Fast täglich begegne ich Menschen – Männern und Frauen in jedem Alter, mit jedem Bildungshintergrund und aus jeder gesellschaftlichen Schicht –, die mit falschen Annahmen über sich selbst und ihre Lernfähigkeit durchs Leben gehen und sich damit selbst große Steine in den Weg legen. Sie erzählen mir, dass sie in der Schule Mathematik, Kunst, Englisch oder ein anderes Fach gemocht hätten; doch als sie einen bestimmten Punkt erreicht hatten, an dem es ihnen nicht mehr spielend leicht von der Hand ging, kamen sie zu dem Schluss, dass ihr Gehirn nicht dafür gemacht war, und gaben auf. Aber wer Mathematik aufgibt, gibt auch alle damit verwandten Studiengebiete auf – die Naturwissenschaften, Medizin und technische Disziplinen. Wer zu dem Schluss kommt, nicht schreiben zu können, verschließt sich sämtlichen geisteswissenschaftlichen Fächern. Und wer glaubt, kein künstlerisches Talent zu besitzen, verabschiedet sich von Malerei, Bildhauerei und anderen schönen Künsten.
Jedes Jahr werden Millionen Kinder eingeschult, die sich auf die vielen Dinge freuen, die sie lernen werden. Doch sie werden rasch desillusioniert, weil sie zu dem Schluss kommen, dass sie weniger »schlau« sind als die anderen. Erwachsene beschließen, ihre Träume zu den Akten zu legen, weil sie glauben, dass sie nicht gut genug sind oder dass sie nicht so »intelligent« sind wie andere. Jeden Tag betreten Tausende Arbeitnehmer Konferenzräume in der Angst, ihre Kollegen und Vorgesetzten könnten sie durchschauen und herausfinden, dass sie nicht genug wissen. Diese Annahmen schaden uns ganz real, sie schränken uns ein, doch sie existieren nur in unseren Köpfen und sind oftmals das Ergebnis falscher Botschaften anderer Menschen, der Schule oder der Universität. In meiner Laufbahn bin ich so vielen Menschen begegnet, die sich durch solche und andere falsche Selbstbilder beschränkt hatten, dass ich irgendwann ein Buch schreiben wollte, das mit diesen Mythen aufräumt, die uns täglich im Weg stehen. Es ist Zeit für einen anderen Umgang mit Leben und Lernen.

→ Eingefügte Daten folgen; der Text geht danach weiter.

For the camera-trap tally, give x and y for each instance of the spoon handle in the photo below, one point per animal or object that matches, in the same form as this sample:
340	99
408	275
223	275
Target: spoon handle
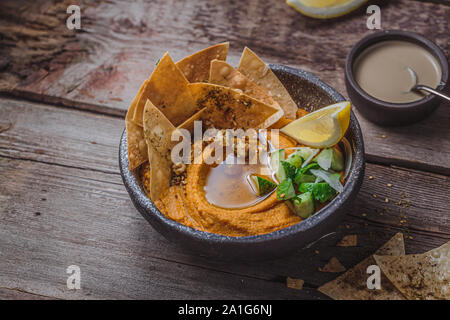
432	91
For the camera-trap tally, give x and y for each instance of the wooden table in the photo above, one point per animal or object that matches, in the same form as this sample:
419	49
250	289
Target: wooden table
65	92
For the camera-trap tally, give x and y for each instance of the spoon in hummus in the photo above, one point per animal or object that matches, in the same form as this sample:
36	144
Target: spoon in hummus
421	87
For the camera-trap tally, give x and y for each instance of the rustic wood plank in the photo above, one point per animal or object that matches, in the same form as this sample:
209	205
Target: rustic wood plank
59	210
17	294
40	239
101	67
55	216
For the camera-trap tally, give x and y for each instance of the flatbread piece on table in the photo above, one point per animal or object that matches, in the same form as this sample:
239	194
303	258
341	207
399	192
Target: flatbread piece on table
196	66
167	90
223	74
352	284
158	132
420	276
230	109
256	70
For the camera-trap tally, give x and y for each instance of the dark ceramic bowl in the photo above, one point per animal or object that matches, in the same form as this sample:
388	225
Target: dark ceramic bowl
310	93
386	113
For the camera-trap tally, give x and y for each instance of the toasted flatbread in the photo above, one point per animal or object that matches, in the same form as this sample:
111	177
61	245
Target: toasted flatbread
189	123
137	149
133	105
256	70
223	74
196	66
230	109
420	276
158	132
352	284
167	90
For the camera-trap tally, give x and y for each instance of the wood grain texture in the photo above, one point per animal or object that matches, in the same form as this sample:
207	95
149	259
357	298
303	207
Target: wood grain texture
101	66
62	202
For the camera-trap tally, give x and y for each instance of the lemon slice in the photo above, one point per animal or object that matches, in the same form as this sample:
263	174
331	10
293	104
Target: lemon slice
324	9
322	128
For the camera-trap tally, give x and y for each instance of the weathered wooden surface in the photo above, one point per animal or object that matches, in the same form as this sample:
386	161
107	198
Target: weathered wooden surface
62	202
100	67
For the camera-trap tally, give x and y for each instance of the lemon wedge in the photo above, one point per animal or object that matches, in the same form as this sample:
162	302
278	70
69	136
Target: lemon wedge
322	128
325	9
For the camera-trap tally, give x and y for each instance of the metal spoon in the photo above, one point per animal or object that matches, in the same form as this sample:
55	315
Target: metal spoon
421	87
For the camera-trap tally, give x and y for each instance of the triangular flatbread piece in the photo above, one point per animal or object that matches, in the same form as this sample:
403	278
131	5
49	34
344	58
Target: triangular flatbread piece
196	66
223	74
256	70
189	123
158	132
133	105
167	90
230	109
352	284
420	276
137	149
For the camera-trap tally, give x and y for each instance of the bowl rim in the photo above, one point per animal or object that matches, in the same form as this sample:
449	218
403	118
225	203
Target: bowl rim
355	177
388	35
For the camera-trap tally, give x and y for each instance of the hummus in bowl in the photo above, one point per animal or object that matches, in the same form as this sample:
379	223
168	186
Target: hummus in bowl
236	211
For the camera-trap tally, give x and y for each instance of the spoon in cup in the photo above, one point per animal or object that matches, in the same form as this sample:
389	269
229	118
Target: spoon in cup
421	87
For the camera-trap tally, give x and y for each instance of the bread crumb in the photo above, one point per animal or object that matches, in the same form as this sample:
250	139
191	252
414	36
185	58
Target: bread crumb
350	240
294	283
333	266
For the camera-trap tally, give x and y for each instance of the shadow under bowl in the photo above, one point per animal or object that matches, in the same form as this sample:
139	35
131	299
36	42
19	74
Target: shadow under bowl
310	93
386	113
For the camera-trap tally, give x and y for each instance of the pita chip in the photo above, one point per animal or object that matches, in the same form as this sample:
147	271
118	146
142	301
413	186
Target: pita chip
225	75
137	149
196	66
167	90
231	109
158	132
334	265
352	285
189	123
133	105
256	70
420	276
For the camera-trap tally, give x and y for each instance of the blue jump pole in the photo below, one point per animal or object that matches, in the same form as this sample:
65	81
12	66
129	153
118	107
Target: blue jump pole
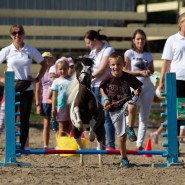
171	122
171	132
106	152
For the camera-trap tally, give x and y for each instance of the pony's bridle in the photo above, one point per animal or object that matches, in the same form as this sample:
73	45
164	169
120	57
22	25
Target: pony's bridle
85	75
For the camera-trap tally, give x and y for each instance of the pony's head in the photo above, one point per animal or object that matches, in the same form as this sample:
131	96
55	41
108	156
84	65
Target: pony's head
83	69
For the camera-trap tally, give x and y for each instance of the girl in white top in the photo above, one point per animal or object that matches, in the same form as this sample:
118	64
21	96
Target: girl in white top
19	58
139	62
174	60
100	52
59	98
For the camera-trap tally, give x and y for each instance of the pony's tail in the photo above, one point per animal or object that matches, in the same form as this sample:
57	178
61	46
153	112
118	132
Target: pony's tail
72	89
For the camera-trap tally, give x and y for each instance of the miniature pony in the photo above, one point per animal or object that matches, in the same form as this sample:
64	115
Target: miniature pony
86	112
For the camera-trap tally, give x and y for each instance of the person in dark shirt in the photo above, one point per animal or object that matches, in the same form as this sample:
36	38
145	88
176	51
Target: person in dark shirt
115	89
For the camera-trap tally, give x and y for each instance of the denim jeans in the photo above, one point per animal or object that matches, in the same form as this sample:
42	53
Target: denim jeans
109	127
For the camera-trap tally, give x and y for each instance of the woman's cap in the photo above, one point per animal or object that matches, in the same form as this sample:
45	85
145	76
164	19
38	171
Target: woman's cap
70	61
52	69
47	54
61	59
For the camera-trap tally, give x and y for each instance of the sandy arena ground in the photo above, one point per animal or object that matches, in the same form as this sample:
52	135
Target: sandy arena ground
52	169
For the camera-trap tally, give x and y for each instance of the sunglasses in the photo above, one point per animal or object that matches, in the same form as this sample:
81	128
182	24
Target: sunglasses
15	33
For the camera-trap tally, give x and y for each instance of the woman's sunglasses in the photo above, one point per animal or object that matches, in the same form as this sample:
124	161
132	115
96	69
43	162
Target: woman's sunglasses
15	33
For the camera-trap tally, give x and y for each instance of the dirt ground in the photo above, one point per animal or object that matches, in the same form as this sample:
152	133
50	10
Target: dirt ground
53	169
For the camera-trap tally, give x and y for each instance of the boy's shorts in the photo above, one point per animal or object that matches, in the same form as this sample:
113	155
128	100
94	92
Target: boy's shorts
62	114
46	109
119	121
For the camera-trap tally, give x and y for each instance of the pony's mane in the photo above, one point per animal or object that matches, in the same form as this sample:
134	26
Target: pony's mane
72	89
74	84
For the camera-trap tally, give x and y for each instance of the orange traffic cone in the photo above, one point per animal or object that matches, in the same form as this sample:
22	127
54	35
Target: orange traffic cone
148	147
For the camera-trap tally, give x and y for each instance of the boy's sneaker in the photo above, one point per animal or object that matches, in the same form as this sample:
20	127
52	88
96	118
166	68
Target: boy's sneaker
130	132
125	163
154	137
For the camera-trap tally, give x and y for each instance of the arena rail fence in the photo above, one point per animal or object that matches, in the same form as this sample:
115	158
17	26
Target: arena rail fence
11	146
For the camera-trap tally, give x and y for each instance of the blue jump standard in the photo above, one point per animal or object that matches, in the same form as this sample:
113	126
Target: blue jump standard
107	152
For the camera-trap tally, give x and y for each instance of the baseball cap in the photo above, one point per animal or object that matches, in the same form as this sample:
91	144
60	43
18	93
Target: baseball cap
47	54
52	69
70	61
61	59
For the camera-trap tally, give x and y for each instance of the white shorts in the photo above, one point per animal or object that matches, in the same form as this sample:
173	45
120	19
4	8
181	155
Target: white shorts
62	114
119	121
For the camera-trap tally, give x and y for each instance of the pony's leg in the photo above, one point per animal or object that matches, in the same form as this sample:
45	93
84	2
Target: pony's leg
92	134
80	146
99	147
78	121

Viele Menschen hören von Eltern und Lehrern, dass sie kein »Mathematiktalent«, keine »Sprachbegabung« oder keinen »Kunstsinn« haben. Erwachsene meinen noch, dass sie jungen Menschen einen Gefallen tun, wenn sie ihnen sagen, dass ein bestimmtes Thema »nichts für sie« sei. Die einen machen diese Erfahrung als Kinder, andere an der Universität, wieder andere während des ersten Vorstellungsgesprächs. Einige Menschen sagen uns auf den Kopf zu, dass wir nicht das erforderliche Talent mitbringen, andere begegnen uns mit unausgesprochenen und tief in der Kultur verwurzelten Vorurteilen, warum wir etwas können oder nicht.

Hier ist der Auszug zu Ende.